The quinazolinone core serves as a foundational structure, displaying substantial anti-tumor activity. BRD4 BD1 inhibitors are of great importance as they can effectively disrupt cancer cell proliferation and gene expression. Therefore, utilizing scaffold—hopping strategy based on pharmacophore, we have effectively synthesized a collection of BRD4 BD1 inhibitors featuring the quinazolinone core. The synthesized compounds were analyzed via 1HNMR, 13CNMR, HRMS and HPLC techniques. With the aid of screening with computer assistance and evaluations of antitumor activity, most of these compounds have exhibited notable inhibitory impacts on an array of cancer cell lines.
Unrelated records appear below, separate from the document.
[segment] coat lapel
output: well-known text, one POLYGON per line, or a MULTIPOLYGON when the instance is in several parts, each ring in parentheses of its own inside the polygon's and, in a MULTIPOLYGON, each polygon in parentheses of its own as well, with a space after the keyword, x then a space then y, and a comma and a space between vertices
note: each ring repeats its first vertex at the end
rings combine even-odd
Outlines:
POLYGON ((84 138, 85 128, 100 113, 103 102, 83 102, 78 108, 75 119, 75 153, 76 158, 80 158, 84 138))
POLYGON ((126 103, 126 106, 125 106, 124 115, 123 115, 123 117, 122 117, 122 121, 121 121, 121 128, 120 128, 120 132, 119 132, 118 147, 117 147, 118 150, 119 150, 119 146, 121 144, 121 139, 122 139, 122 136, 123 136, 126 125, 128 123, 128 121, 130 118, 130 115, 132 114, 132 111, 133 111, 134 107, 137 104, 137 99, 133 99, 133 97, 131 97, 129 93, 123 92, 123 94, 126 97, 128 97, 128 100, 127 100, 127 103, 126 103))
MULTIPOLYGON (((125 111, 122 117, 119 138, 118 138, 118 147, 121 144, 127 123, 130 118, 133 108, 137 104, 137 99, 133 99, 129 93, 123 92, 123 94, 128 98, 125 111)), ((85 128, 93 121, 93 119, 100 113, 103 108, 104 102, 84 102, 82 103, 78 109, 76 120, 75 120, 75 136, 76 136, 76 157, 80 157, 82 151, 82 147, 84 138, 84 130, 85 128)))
In particular, compound 2b (IC50 = 3.71 μM against MCF-7 cells) has stood out with its exceptional anticancer activity, which is characterized by inducing G2 to M phase cell cycle stagnation and cellular fluorescence staining. Molecular docking studies were conducted to predict the interaction of compound 2b with the active sites of BRD4 BD1. Molecular docking simulations indicate that the tert-butyl group on the terminal phenyl ring of compound 2b can form nonpolar hydrophobic interactions with the BD1-specific residue Ile-146 and residues at the bottom of the binding pocket, thereby significantly enhancing its binding affinity for BD1.

Graphic Abstract

Quinazolinone-based compound in Y-shape anchors amino acids for potent anti-tumor action as BRD4 BD1 inhibitor.